Petróleo: o dia em que os vendedores pagaram aos compradores

Para complicar ainda mais o quadro, os bancos já começam a recusar crédito para operadores dos mercados de petróleo.

A segunda-feira, 20 de abril de 2020, já entrou para a história dos grandes e inéditos eventos financeiros. Nesse dia, os contratos futuros de óleo cru caíram para abaixo de US $ 0 nos Estados Unidos. Menos 40,32 dólares foi o nível alcançado pelo preço dos contratos futuros para o segmento de mercado conhecido como West Texas Intermediate, e que serve de baliza para todo o setor de petróleo nos EUA. Pagavam-se 40 dólares para se livrar da commoditie. Essa é uma queda inédita, já que o outro segundo maior recuo do preço do barril de petróleo ocorreu em 1946, em Nova York, mas ainda com valores positivos, diferentemente do que houve agora.

O que é esse colapso de preços do petróleo, a mais importante commoditie do mundo?

É mais do que as típicas volatilidades de mercado, a partir de movimentos especulativos em que dealers forçam a queda de preços de futuros, projetando superlucros com a compra na baixa e a venda na alta. É mais que uma tradicional política de preço predatório para deslocar competidores, como se poderia imaginar em uma disputa entre Arábia Saudita e Rússia, até o início do mês de abril.

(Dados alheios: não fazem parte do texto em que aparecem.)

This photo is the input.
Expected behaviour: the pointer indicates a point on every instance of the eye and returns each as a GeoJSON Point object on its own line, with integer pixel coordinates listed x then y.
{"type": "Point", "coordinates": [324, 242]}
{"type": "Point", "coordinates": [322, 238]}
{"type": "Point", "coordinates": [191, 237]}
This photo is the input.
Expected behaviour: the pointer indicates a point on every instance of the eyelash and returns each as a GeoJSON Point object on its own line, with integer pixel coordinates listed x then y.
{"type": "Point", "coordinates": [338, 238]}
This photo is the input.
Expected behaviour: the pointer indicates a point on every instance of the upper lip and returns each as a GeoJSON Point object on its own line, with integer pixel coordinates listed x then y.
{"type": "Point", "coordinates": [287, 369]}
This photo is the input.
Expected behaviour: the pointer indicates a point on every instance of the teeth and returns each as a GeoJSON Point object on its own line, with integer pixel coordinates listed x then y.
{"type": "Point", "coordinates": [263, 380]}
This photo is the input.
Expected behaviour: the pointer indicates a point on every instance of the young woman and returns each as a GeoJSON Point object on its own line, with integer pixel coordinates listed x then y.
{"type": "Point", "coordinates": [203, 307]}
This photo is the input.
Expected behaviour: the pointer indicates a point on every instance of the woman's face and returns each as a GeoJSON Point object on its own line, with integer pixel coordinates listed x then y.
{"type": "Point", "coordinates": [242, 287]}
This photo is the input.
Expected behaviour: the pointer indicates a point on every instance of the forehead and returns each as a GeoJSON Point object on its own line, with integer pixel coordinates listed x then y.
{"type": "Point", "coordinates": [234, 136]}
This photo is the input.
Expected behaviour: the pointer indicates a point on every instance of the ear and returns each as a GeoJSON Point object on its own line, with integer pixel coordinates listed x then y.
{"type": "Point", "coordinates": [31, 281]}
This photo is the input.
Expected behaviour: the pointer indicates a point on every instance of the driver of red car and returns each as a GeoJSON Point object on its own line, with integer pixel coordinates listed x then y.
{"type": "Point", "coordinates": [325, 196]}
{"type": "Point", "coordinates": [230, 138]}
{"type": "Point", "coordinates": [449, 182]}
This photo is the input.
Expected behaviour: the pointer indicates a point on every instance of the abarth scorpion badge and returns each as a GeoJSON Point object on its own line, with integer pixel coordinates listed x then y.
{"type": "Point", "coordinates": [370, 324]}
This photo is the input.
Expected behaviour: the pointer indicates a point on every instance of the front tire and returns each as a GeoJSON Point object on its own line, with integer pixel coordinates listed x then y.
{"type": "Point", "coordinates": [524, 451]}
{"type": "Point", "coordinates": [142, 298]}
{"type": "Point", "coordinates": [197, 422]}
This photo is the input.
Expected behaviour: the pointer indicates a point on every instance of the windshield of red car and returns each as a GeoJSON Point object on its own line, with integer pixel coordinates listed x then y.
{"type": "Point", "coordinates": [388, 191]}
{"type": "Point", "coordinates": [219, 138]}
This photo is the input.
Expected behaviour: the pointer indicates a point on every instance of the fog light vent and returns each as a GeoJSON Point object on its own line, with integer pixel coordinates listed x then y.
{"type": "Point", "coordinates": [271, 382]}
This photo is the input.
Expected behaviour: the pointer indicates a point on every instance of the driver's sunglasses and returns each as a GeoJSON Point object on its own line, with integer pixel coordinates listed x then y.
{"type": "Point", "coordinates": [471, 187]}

É mais que uma resposta a pressões decorrentes de técnicas substitutivas, para inviabilizar a produção de custos elevados do óleo em rochas de xisto, como vinha ocorrendo, com muito sucesso, nos Estados Unidos. É mais que um ajuste do setor de petróleo ao futuro de energia renováveis, em face da crise ambiental.

Na verdade, antes do surto do coronavírus, o setor de petróleo já enfrentava dificuldades. Há alguns meses, abriu-se uma guerra de preços, envolvendo sobretudo Rússia e Arábia Saudita, com sérios efeitos colaterais sobre os Estados Unidos. A OPEP e outros grandes produtores não conseguiram chegar a um acordo para regular a oferta da commoditie. Antes do coronavírus, as condições de relativa fraqueza da atividade econômica global, que alguns chamaram de estagnação secular, com poucas exceções como a China, já comprimiam os preços do petróleo. Os estoques de petróleo não paravam de aumentar. As tensões políticas entre Estados Unidos, Irã, Arábia Saudita e Rússia sobre os destinos do Oriente Médio, a exemplo da expansão da influência iraniana e do começo de um novo governo saudita, aumentaram sob novas formas, além da guerra, sob o governo Trump. Essas tensões políticas minaram as possibilidades de acordo sobre a oferta de petróleo, a partir da OPEP, desde janeiro e até há pouco, início de abril.

E agora com a pandemia do Covid-19, os problemas haviam de recrudescer. Nesse sentido, não há surpresa. A crise econômica associada ao Covid-19, ao evidenciar as contradições e falhas do capitalismo, acentua os desajustes que vão surgindo, por toda parte, nos diversos mercados. No caso do petróleo, a demanda global por petróleo já se contraiu em um terço.

Em apenas 20 dias, entre o dia 02 e o dia 22 de abril, algumas comemorações transformaram-se em lamento. A vez das comemorações: no dia 02/04/2020, o presidente Donald Trump festejou os resultados de telefonemas para Vladimir Putin, presidente da Rússia, e para o novo governante da Arábia Saudita, o príncipe Mohammed bin Salman. Ele anunciou um acordo a ser firmado para corte do volume de produção de petróleo. Trump despejou alguns twiters, proclamando que (o acordo) ia ser “ótimo para o setor de petróleo e gás”. Esse setor, nos EUA, emprega cerca de 10 milhões de pessoas, direta e indiretamente[1]. Nesse instante, os preços dos contratos futuros no mercado ‘West Texas Intermediate crude’ subiram 24,67%, a maior alta percentual da história, colocando o preço em US$ 25.32 por barril. No dia    12/04/2020, a OPEP e outros divulgaram a concretização do acordo: corte de 10% da produção no mundo, ou seja, 9,7 milhões de barris por dia. Tratou-se do maior corte de produção da história, mais um ineditismo. Trump festejou seu suposto papel de mediador para um acordo envolvendo mais de 20 países. E a vez dos lamentos: no prazo exíguo de 8 dias, a inédita restrição produtiva da OPEP e outros provou-se um castelo de cartas, o preço do petróleo caiu em queda livre. Se a demanda sofreu, com a pandemia do Coronavírus, uma queda entre 25 a 35 milhões de barris, era evidente que os 9,7 milhões do acordo não sustentariam os preços.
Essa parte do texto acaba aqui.